Los motores marinos, al igual que el motor de tu auto o camioneta, necesitan mantenimiento de rutina para que sigan funcionando sin problemas.

Es muy probable que el motor de su embarcación no funcione con tanta frecuencia como el de su vehículo, lo que lo hace más propenso a sufrir diversos problemas que pueden resultar frustrantes justo cuando quiere disfrutar del agua.

Pero no se preocupe. Con unos conocimientos básicos, podrá evitar problemas con el motor y concentrarse en disfrutar de su tiempo navegando.

Los problemas más comunes de los motores de embarcaciones

El motor de una embarcación puede presentar una amplia variedad de problemas, al igual que el de un auto.


Y las causas de estas fallas suelen ser las mismas: combustible, aire y chispa. Si la batería no se cargó mientras la embarcación estuvo almacenada y sin usar, es posible que esté descargada (la chispa), o podría tener la mala suerte de encontrar un nido de ratones en la admisión (aire), o incluso que la gasolina vieja haya dañado el sistema de combustible.

Estos son solo algunos ejemplos. Los expertos de Sea Foam explican cuáles son los tres síntomas más comunes que podrías experimentar, qué significan y qué medidas se pueden tomar para prevenirlos o solucionarlos.
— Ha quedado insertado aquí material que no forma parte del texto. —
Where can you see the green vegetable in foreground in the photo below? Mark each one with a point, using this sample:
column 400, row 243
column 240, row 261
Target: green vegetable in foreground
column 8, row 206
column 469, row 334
1. Dificultades para arrancar

Si la batería está en buen estado, el motor debería arrancar en cuanto se presione el botón de encendido o se gire la llave.


Si eso ocurre, pero el motor no arranca, probablemente se trate de un problema de combustible, aire o chispa (como se mencionó anteriormente).

Asegúrese de que el filtro de aire no esté obstruido, revise las bujías para ver si tienen suciedad o algún defecto, y compruebe que los cables estén bien conectados. Además, asegúrese de usar gasolina reciente.


La mayoría de los combustibles tiene una vida útil de aproximadamente 30 días. Pasado ese tiempo, comienza a descomponerse, pierde volatilidad y forma barnices y sedimentos que pueden obstruir el sistema de combustible.

2. Fallas, sacudidas o pérdida de potencia

Si el motor de su embarcación funciona de manera irregular, da sacudidas o tirones, presenta fallas o pérdida de potencia, lo más probable es que el problema se deba al sistema de combustible.

Una de las causas más comunes es la obstrucción del filtro. En este caso, se recomienda revisar el filtro antes de salir y llevar uno de repuesto por si fuera necesario cambiarlo en el agua.

Un inyector de combustible obstruido o un rociador del carburador bloqueado también pueden ser la causa de que el motor no arranque como debería. O bien, el filtro de aire podría estar sucio.

Es posible que la pérdida de compresión debida a una falla mecánica más grave sea la causa de que el motor no funcione bien, pero es mejor revisar los aspectos más sencillos antes de desarmar el motor o llamar a un mecánico.

3. Sobrecalentamiento

A diferencia de los motores de automóviles, los motores de embarcaciones suelen utilizar el agua del lago o del mar para refrigerarse. Si las entradas de agua están obstruidas, el agua no circulará correctamente y el motor se sobrecalentará, lo que puede provocar daños graves.

Revisa si hay algas, maleza u otros residuos que las estén obstruyendo. Si no es así y están limpias, es posible que una manguera de refrigeración esté suelta o se haya agrietado.

El mantenimiento del motor marino

La mejor manera de evitar problemas en el motor de su embarcación es realizar un mantenimiento preventivo de rutina.

Al igual que un auto o una camioneta, una embarcación necesita un mantenimiento regular. Revise con frecuencia las partes del motor que sufren desgaste o que se espera que deban ser reemplazadas después de cierto tiempo, según lo indicado en el manual del propietario.

Elabore una lista de verificación de mantenimiento y asegúrese de seguirla cada temporada, especialmente antes de volver a usar su lancha si la ha tenido sin usar por un tiempo.

¡Un motor marino más limpio arrancará más rápido, funcionará mejor y durará más tiempo!